The decision had been made. Simonsen’s nighttime Internet research that lay behind his question had born fruit and he felt a measure of pride, although he could not know if the results had been the same had he been ignorant. He delicately inquired about a possible time frame and received-as expected-a rather gruff reply from the professor about how that could not be determined here and now. For the first time this Tuesday, Simonsen was finally in a good mood. Podium or not.
His good mood lasted less than ten minutes. When the meeting was over but before he had left the building, his cell phone rang. The Countess’s message was brief and to the point, in direct contrast to his exclamation, which echoed in the institute’s corridors.
“That is a lie; that is a damned lie.”
But it wasn’t.
Chapter 14
The Climber sized up the tree that stood in the square in Allerslev, a small provincial town outside Odense. It was a European beech; he estimated that it was about one hundred years old. The trunk was at least one meter in diameter and the canopy stretched out far above his head like an enormous red-violet bell; a couple of branches had been pruned here and there but on the whole it had been allowed to grow as it liked. It was not really in proportion to the square-it was simply too tall-but it had probably been there before most of the shops that lined the square were built. He let his gaze travel around and concluded with some satisfaction that there were no residential buildings nearby, which was key, because however carefully he tried to proceed, some noise was inevitable.
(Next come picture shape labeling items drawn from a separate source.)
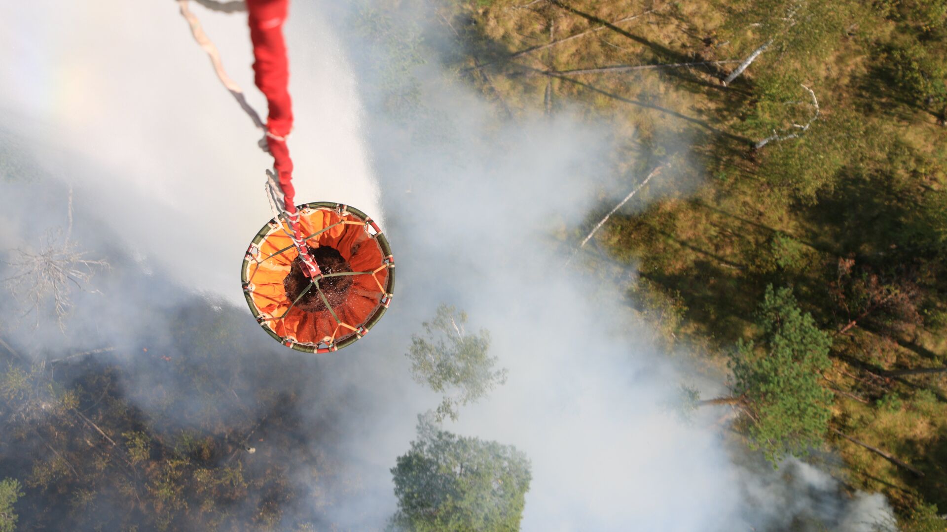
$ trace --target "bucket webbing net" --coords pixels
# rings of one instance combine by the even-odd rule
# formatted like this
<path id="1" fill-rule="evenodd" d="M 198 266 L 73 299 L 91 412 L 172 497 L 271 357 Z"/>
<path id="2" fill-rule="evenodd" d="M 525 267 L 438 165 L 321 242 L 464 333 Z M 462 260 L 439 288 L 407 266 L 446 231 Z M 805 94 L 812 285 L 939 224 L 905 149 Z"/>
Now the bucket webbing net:
<path id="1" fill-rule="evenodd" d="M 394 257 L 378 225 L 358 209 L 313 203 L 298 213 L 322 275 L 303 274 L 283 215 L 264 225 L 247 249 L 243 293 L 257 321 L 281 344 L 334 351 L 365 336 L 388 308 Z"/>

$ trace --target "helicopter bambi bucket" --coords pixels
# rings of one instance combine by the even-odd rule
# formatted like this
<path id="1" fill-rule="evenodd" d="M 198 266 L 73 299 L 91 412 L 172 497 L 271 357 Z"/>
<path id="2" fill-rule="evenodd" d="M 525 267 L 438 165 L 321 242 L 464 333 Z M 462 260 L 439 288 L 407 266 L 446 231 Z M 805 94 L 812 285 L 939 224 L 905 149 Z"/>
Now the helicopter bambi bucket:
<path id="1" fill-rule="evenodd" d="M 225 11 L 240 6 L 202 4 Z M 224 72 L 188 0 L 178 0 L 178 5 L 218 78 L 262 130 L 259 146 L 274 159 L 275 171 L 267 171 L 266 183 L 274 218 L 253 238 L 241 270 L 250 311 L 270 336 L 297 351 L 345 347 L 365 336 L 390 305 L 395 261 L 387 239 L 364 212 L 327 202 L 295 204 L 293 160 L 286 144 L 293 129 L 293 105 L 282 32 L 289 0 L 245 2 L 255 82 L 269 107 L 265 125 Z"/>

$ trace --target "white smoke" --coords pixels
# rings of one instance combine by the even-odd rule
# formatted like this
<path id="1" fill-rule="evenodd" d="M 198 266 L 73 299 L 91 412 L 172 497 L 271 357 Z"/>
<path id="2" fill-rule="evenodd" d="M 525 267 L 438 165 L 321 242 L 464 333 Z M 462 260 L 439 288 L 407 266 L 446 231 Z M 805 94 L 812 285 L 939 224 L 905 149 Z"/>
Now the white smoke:
<path id="1" fill-rule="evenodd" d="M 263 112 L 242 16 L 192 9 Z M 354 44 L 335 30 L 345 16 L 326 18 L 322 9 L 346 11 L 297 3 L 286 29 L 297 198 L 345 202 L 376 218 L 381 201 L 398 264 L 389 314 L 321 365 L 367 410 L 338 428 L 346 468 L 360 479 L 325 510 L 340 526 L 378 527 L 395 509 L 388 469 L 408 448 L 416 415 L 437 403 L 410 380 L 402 353 L 441 302 L 489 328 L 493 354 L 509 369 L 505 386 L 448 429 L 530 457 L 525 529 L 782 530 L 814 516 L 861 531 L 889 515 L 880 496 L 848 499 L 830 476 L 798 462 L 784 465 L 792 478 L 738 466 L 719 427 L 683 423 L 661 406 L 692 370 L 672 366 L 647 341 L 650 331 L 612 292 L 620 285 L 563 268 L 563 236 L 600 204 L 600 192 L 623 196 L 641 178 L 614 174 L 606 126 L 567 113 L 497 126 L 494 108 L 436 62 L 417 72 L 422 116 L 392 120 L 371 101 L 365 111 L 360 95 L 377 93 L 359 84 L 375 81 L 370 68 L 347 66 Z M 0 39 L 7 125 L 30 139 L 45 169 L 73 182 L 86 210 L 98 210 L 143 265 L 240 300 L 237 264 L 271 216 L 261 187 L 270 162 L 175 3 L 8 3 Z M 418 134 L 425 128 L 435 133 Z M 673 171 L 661 179 L 679 185 Z M 5 208 L 27 200 L 5 186 L 13 195 Z M 643 191 L 629 208 L 649 197 Z M 296 356 L 276 344 L 270 355 L 274 364 Z M 306 414 L 338 406 L 313 401 Z"/>

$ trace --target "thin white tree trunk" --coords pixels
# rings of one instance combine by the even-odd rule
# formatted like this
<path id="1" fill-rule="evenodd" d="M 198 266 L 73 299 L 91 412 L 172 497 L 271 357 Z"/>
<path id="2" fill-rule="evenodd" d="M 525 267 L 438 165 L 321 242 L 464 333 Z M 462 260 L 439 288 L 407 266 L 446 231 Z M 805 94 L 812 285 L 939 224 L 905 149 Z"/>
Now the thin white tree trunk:
<path id="1" fill-rule="evenodd" d="M 746 58 L 746 60 L 743 62 L 740 63 L 740 66 L 738 66 L 736 70 L 731 72 L 730 75 L 726 77 L 726 80 L 724 80 L 724 86 L 725 87 L 729 85 L 730 83 L 733 82 L 734 80 L 739 78 L 740 75 L 742 74 L 744 70 L 746 70 L 746 67 L 752 64 L 753 62 L 757 61 L 757 58 L 759 57 L 759 54 L 766 51 L 766 48 L 768 48 L 769 45 L 772 44 L 773 40 L 770 39 L 769 41 L 766 41 L 766 43 L 764 43 L 763 45 L 753 50 L 753 53 L 750 54 L 750 57 Z"/>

Coolly and soberly, he then surveyed the nearest hot-dog stand. The construction quality was low and the materials were cheap. Chips of concrete had crumbled onto the floor, the sliding door and the window to the right were Plexiglas, and white-painted plywood covered the counter under the window as well as the three outer walls. The lumber was simple pieces of pine hardly thicker than five-by-ten centimeters and the insulation was nothing to write home about-a single layer of rock wool held in place with faux tiles in hard Masonite. The roof was flat and sloped to a plastic gutter behind the building. One-half consisted of charcoal-colored roofing tiles, most likely fastened directly onto inexpensive veneer, and the other half-where the customers stood-was covered with translucent corrugated panels littered with leaves and insects and in rather desperate need of cleaning.